I found that the actual implementation applies the default padding to new single programs in addition to SP's and WL's. My preference would have been not to include singles in the default settings (i.e. the way Margret describes it above).

I can also confirm that two tuners are now in use during the overlap padding period when both shows are on the same channel.


----------



## Pejota (Sep 5, 2013)

Modifying an individual SP recording seems to be fixed!


----------



## andyf (Feb 23, 2000)

Hmm! For some reason I can't connect to the Roamio with the iPad app. The Roamio also can't see my Music & Photos. Both work fine on my 2 Premieres, just not the Roamio. 

I can see all my shows on the Roamio from the Premieres.
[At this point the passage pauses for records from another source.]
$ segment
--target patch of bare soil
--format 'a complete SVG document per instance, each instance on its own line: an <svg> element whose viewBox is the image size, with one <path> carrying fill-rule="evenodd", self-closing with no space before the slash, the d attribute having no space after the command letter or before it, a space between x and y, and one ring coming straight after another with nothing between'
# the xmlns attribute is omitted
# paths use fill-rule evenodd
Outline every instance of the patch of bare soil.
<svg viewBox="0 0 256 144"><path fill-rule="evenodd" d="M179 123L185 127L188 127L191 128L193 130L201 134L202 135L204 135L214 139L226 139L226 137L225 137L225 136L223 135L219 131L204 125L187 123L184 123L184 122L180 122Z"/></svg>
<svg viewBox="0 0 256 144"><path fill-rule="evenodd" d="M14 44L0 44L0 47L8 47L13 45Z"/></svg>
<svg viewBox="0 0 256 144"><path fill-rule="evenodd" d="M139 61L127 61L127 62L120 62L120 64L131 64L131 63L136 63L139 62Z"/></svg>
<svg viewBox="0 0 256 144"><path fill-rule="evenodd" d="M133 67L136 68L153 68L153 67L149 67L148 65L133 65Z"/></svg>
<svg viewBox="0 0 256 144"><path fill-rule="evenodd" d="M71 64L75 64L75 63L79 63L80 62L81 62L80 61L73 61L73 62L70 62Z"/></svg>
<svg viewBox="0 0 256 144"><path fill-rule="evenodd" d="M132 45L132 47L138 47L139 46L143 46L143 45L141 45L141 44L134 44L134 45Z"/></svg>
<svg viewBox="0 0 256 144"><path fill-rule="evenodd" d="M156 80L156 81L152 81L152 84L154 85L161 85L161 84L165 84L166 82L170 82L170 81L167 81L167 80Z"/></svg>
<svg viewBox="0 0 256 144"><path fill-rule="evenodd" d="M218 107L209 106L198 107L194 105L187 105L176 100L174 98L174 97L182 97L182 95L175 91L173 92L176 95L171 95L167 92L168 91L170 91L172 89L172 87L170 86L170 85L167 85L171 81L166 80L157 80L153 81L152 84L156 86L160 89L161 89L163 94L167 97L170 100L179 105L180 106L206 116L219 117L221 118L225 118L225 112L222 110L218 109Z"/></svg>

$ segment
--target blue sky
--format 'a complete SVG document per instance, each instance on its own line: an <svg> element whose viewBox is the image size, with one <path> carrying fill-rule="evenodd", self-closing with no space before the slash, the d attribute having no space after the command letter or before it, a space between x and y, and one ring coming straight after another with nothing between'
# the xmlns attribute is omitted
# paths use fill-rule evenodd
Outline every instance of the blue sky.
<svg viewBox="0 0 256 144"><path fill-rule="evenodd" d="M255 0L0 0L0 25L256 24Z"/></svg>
Need to do a reboot and try again but I've got 2 shows recording for the next 1/2 hour.


----------



## ThAbtO (Apr 6, 2000)

andyf said:


> Hmm! For some reason I can't connect to the Roamio with the iPad app. The Roamio also can't see my Music & Photos. Both work fine on my 2 Premieres, just not the Roamio.
> 
> I can see all my shows on the Roamio from the Premieres.
> 
> Need to do a reboot and try again but I've got 2 shows recording for the next 1/2 hour.


You could try and force another Tivo service connection. When there is an update, that is the only thing downloaded.


----------



## andyf (Feb 23, 2000)

ThAbtO said:


> You could try and force another Tivo service connection. When there is an update, that is the only thing downloaded.


Yup! Did that. Also rebooted iPad. Also reran the Stream setup. Waiting to reboot Roamio ...


----------



## andyf (Feb 23, 2000)

andyf said:


> Hmm! For some reason I can't connect to the Roamio with the iPad app. The Roamio also can't see my Music & Photos. Both work fine on my 2 Premieres, just not the Roamio.
> 
> I can see all my shows on the Roamio from the Premieres.
> 
> Need to do a reboot and try again but I've got 2 shows recording for the next 1/2 hour.


After rebooting the Roamio I can now connect with the iPad app. Still can't see "My Music & Photos" (Pandora etc is there) though.


----------



## kbmb (Jun 22, 2004)

andyf said:


> After rebooting the Roamio I can now connect with the iPad app. Still can't see "My Music & Photos" (Pandora etc is there) though.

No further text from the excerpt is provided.